At midnight on December 31, I not only drank a toast to the new year, but also to finally getting all my business operations out of Ventura County, California.
Never have I operated in a more difficult environment. Ventura County combines a difficult government environment with a difficult employee base with a difficult customer base.
And so I got out. Hallelujah.
PS- People frequently talk about taxes in California being what makes the state “anti-business.” That may be, but I guess I never made enough money to have the taxes really bite. But taxes are only a small part of the equation.
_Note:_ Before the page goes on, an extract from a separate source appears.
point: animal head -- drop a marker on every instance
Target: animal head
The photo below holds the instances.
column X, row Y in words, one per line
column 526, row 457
Go read the blow by blow. It’s worse than Dickens’ Bleak House story. Aside from the obvious messages in this story, what I find terribly depressing (or should I be optimistic) about events like this is the following. Here we have such an insane administrative and regulatory apparatus that is making the life of a campground operator miserable. From my understanding, the RRM folks spend a massive amount of their time cleaning and maintaining park amenities, and provide a little bit of recreational services. They are not generating electricity; they are not creating seismic events with hydraulic fracturing techniques; they are not having their employees hole up in a 10-story windowless factory with locked escape doors working on dangerous machinery; they are not creating fancy financial products and duping investors into buying them; and so on. They are basically a campground maintenance company that has at worst a small positive impact on the environment and working conditions of their employees. Yet the degree to which this enterprise is harassed would make one think they were strip mining coal with slave labor and dumping acid mine runoff into the West’s only freshwater aquifer.
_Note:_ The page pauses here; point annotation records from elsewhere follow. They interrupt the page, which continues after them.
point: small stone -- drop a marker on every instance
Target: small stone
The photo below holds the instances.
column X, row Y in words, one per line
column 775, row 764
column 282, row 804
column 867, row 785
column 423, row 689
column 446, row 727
You may very much want a strong regulatory apparatus. You may very much want to redistribute resources from entrepreneurs to … someone else. You may very much want to be paternalistic. But isn’t evidence that we’ve gone too far? And if the “state” (and even customers) are giving this kind of hell to this kind of a small operation, just imagine the vast monetary and human resources that are being dedicated on the state side to this kind of enforcement and harassment. Since the state has very limited resources and very limited talented people to take care of smart regulation, wouldn’t those who favor a strong state STILL be fuming about these sorts of episodes? Or is the idea that resources are unlimited so entrenched in our thinking that it’s preposterous to ask folks to consider that spending years permitting a mobile trailer means that other more important things are not being properly paid attention to, or that not all activities need be “regulated?”
Or should we be optimistic? The state has done such an effective job providing public services to its constituents, and all regulatory activities are taking place so efficiently, that it has nothing left to do but devote zillions of hours harassing small campground operators? I suppose that’s reason to be optimistic.